Russians now say new Antarctica bacteria actually contamination - 8ig8
http://science.nbcnews.com/_news/2013/03/11/17272571-russians-now-say-new-antarctica-bacteria-actually-contamination

======
tokenadult
From the article:

"The quick backtrack illustrates the danger of bypassing peer review when
announcing new results, Peter Doran, an Arctic and Antarctic researcher at the
University of Illinois at Chicago, told OurAmazingPlanet.

. . . .

"'You can say anything you want in a press release,' Doran said. 'The peer
review literature (by contrast) is very controlled. It needs to be
substantiated, and written in clear language.'"

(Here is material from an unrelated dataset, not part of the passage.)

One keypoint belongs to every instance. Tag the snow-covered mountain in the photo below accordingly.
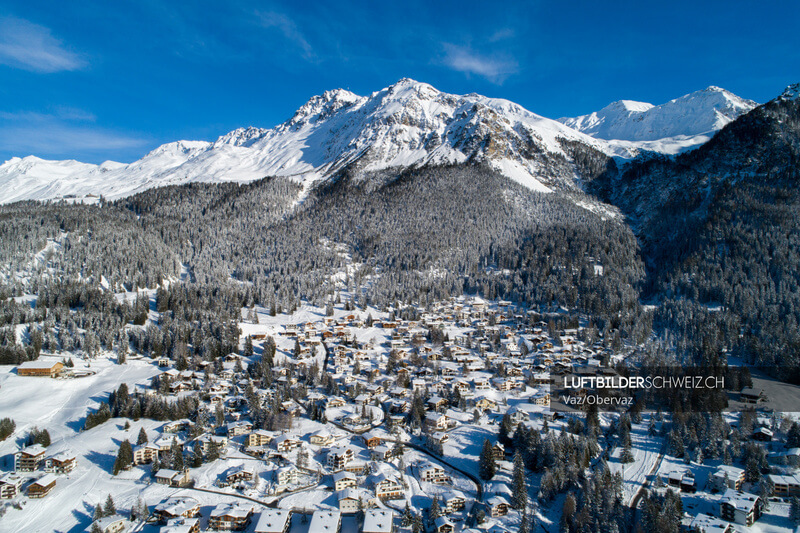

Yep. That's the problem. There is a well known science news cycle

<http://www.phdcomics.com/comics.php?f=1174>

in which a researcher announces a preliminary result, but as a press release
is compiled, the result is hyped up. Then credulous journalists who don't know
much about science hype it some more.

My all-time favorite link to share in any Hacker News discussion of a
speculative research finding like those posted here in the last few days is
the article "Warning Signs in Experimental Design and Interpretation" by Peter
Norvig, director of research at Google, on how to interpret scientific
research.

<http://norvig.com/experiment-design.html>

Check each submission to Hacker News you read for how many of the important
issues in interpreting research are NOT discussed in the submission.

------
DIVx0
What does this mean for any future findings from this effort? For the purpose
of examining ancient lifeforms in this lake; is the lake now considered
contaminated by surface organisms?

------
sergiotapia
Kind of bummed out over this news to be honest. Well, we still have deep sea
exploration - I'm sure there's something down there that we haven't found yet.

------
lttlrck
And "previously unknown" contamination at that. That team has just lost a lot
of credibility.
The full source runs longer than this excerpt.